So, your customer communications archive is old, obsolete, costly, and complex to maintain. It is for those reasons, along with the desire to boost information governance, compliance and to enable better business process management that organizations decide to make the move to a next generation document archive. In this blog we look at what makes an ideal next generation customer communication archiving platform.
Many modern ECM systems re-imagine the traditional architecture for content management and business process automation, combined into a digital business platform. That means that they include the concepts and features required to both manage content and the business processes that interact in a highly integrated fashion, a feature set that make it an ideal target for customer communications archiving.
Customer communications archives need to store 100’s of millions and evens billions of documents.

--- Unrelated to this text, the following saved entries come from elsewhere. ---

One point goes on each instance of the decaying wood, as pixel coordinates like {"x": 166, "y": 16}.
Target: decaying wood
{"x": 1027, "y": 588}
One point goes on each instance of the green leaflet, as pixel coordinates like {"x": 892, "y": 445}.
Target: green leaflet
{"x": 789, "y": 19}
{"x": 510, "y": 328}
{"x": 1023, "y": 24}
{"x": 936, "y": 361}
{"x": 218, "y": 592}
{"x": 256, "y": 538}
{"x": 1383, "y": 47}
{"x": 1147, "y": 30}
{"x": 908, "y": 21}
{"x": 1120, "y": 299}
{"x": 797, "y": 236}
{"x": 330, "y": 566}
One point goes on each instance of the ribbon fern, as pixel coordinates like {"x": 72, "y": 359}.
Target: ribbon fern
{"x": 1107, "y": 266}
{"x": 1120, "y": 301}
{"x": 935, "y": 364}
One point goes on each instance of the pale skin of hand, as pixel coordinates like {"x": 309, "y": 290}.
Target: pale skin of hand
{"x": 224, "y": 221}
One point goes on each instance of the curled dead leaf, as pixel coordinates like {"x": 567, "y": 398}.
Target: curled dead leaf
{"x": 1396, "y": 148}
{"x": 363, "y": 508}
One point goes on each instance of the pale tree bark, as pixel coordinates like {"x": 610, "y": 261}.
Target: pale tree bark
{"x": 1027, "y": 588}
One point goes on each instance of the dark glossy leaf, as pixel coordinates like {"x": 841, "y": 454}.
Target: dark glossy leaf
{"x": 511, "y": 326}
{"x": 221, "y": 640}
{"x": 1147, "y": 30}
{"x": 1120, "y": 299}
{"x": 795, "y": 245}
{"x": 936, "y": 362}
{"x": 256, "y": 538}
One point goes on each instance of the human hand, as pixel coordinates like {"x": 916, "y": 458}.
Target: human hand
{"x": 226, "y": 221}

The challenge is making an ECM platform perform at scale and be capable of servicing mission critical customer communications archiving and e-presentment requirements. Being optimised for Amazon Web Services (AWS) and Microsoft Azure helps scale systems with effectively unlimited storage capabilities using the hierarchical storage systems available from those Infrastructure as a Service (IaaS) providers . Customer communication archive and e-presentment systems can now benefit from the cost efficiencies and scaling of cloud services instead of tying up expensive mainframe and system resources in on-premises systems.
Customer communication types can be varied and complex and it is not unusual to find archives containing 100’s if not thousands of different record types. A document typing model that can cope with these requirements (and any migration) usually presents an opportunity to rationalise content into a simpler domain model that allows knowledge workers to be more efficient
Support for the Content Management Interoperability Standard (CMIS) as well as modern RESTful APIs means that integration of content services with other business systems and business processes is consistent and well-defined, making content an enabling technology for many business systems, including self-service web portals.
Ingestion is a crucial part of the process for loading high-volume customer communications archives. Large organisations need to load millions of documents each day which means that ensuring the ingestion pipeline is as efficient and fast as possible is essential to maintain services to customers.
One of the critical parts of any system is the use of a high-volume ingestion engine to manage the transformation, indexing and loading of documents. Crawford Technologies core platform is widely deployed with legacy customer communications archives as well as modern ECM systems, which gives the added reassurance that new systems can support the same features found in legacy archives.